A two-grid method for the phase-field model of photonic band gap optimization

A two-grid method is proposed to solve phase field models, arising from modeling the band gap optimization of photonic crystal design based on the Transverse Electric field (TE mode). In our approach, finite element methods on nested grids are used to solve different Partial Differential Equations (PDEs), say, the Hemholtz equation for the state constrain and the phase field equation for topology evolving, respectively. Dicretization on the coarse and fine grids are performed to balance the costs between the phase evolving and state equation solver.

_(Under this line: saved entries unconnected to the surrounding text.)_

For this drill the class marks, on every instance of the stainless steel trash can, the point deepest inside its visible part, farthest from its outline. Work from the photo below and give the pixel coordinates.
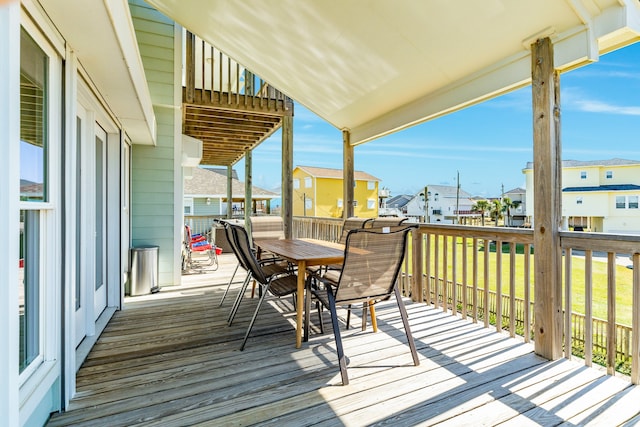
(144, 270)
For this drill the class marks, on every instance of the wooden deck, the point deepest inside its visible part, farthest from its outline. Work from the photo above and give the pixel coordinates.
(169, 359)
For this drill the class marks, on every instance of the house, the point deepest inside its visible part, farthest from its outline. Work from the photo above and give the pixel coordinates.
(444, 204)
(318, 192)
(93, 110)
(517, 214)
(205, 194)
(597, 195)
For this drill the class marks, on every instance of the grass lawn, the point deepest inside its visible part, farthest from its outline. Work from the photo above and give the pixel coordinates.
(623, 288)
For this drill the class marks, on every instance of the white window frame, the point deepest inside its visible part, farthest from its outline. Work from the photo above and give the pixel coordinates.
(41, 373)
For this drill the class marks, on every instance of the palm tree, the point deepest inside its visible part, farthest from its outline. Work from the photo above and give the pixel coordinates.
(481, 206)
(507, 205)
(496, 210)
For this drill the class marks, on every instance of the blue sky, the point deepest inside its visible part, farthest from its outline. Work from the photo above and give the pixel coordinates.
(489, 144)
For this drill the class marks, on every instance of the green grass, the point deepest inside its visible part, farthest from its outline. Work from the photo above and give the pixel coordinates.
(623, 286)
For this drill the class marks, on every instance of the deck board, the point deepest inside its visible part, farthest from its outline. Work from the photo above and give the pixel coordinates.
(170, 359)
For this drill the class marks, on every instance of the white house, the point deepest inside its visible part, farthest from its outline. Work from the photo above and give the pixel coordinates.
(597, 195)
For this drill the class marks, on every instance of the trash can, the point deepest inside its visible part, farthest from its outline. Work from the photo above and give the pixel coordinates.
(144, 270)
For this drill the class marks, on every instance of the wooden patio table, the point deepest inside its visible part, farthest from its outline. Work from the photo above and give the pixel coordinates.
(304, 252)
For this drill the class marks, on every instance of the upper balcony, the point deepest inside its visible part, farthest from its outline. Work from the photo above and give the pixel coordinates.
(225, 105)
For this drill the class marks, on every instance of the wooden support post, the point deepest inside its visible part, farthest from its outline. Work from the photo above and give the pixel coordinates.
(248, 197)
(287, 175)
(547, 169)
(348, 174)
(190, 66)
(229, 192)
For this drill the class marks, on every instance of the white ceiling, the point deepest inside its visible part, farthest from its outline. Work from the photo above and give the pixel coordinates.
(377, 66)
(101, 35)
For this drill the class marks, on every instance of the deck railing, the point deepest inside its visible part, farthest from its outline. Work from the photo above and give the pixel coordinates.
(224, 81)
(493, 269)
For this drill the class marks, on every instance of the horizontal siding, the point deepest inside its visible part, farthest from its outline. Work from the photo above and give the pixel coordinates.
(154, 168)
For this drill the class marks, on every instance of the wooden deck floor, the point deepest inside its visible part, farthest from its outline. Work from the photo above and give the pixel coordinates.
(169, 359)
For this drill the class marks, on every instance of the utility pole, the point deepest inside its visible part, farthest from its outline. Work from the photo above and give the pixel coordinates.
(458, 198)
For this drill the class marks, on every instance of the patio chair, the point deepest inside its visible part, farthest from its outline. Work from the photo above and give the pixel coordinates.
(201, 246)
(277, 283)
(386, 221)
(270, 266)
(371, 265)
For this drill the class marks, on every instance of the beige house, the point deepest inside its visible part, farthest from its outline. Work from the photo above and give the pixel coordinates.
(597, 195)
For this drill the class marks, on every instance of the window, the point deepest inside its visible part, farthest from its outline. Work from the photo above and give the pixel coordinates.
(34, 187)
(188, 206)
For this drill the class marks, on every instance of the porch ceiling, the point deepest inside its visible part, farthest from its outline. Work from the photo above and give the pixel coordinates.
(376, 67)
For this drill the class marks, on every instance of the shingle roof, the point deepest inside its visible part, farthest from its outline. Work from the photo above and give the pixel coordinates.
(336, 173)
(211, 183)
(613, 187)
(581, 163)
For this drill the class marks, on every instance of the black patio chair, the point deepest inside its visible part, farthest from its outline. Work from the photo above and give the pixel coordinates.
(277, 283)
(369, 274)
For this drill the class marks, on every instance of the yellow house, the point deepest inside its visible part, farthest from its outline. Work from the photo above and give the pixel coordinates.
(318, 192)
(600, 195)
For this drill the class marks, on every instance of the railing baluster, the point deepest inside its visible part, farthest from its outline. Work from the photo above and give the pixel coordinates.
(527, 292)
(445, 273)
(611, 313)
(464, 278)
(635, 322)
(486, 306)
(475, 280)
(567, 303)
(498, 285)
(512, 289)
(588, 301)
(454, 278)
(427, 269)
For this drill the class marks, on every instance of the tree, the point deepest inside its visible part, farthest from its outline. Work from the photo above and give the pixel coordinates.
(507, 205)
(496, 210)
(481, 206)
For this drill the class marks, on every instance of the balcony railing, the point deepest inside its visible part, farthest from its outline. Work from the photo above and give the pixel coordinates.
(493, 270)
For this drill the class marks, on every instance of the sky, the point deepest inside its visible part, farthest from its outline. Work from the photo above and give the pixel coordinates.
(488, 144)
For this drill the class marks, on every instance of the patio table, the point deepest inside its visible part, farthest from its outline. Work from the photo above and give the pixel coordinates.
(304, 252)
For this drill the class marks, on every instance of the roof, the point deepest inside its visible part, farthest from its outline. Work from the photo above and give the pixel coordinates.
(593, 163)
(208, 183)
(336, 173)
(398, 201)
(613, 187)
(374, 67)
(447, 191)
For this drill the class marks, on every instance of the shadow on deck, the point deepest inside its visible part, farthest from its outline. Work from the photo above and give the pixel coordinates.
(170, 359)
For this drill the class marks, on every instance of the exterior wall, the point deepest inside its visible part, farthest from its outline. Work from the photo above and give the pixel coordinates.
(156, 171)
(329, 196)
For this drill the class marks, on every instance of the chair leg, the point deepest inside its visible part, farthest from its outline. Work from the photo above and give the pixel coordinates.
(342, 362)
(405, 322)
(374, 321)
(253, 319)
(226, 291)
(238, 300)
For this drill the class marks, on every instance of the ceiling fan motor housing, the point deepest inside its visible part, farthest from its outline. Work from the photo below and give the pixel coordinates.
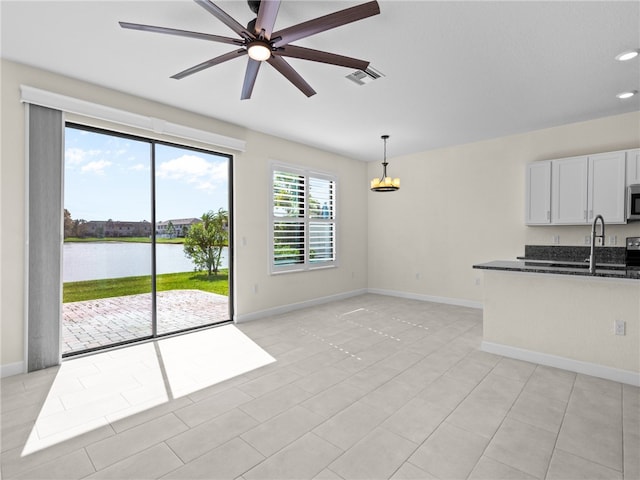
(254, 5)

To fuse the two scheme together, additional correction step is necessary in two-grid settings. Furthermore, convergence analysis for the proposed two-grid scheme is established. Finally, numerical examples are presented to show the efficiency and robustness, and it is illustrated that the two-grid method improves the speed of computation while remain the computational accuracy.

Automated summary

A two-grid method is proposed to solve phase field models for the band gap optimization in photonic crystal design based on the TE mode. The method uses finite element methods on nested grids to solve different PDEs and achieves a balance between phase evolving and state equation solver through discretization on coarse and fine grids, along with additional correction steps. The efficiency and robustness of the method are demonstrated through numerical examples, showing improved computation speed without sacrificing accuracy.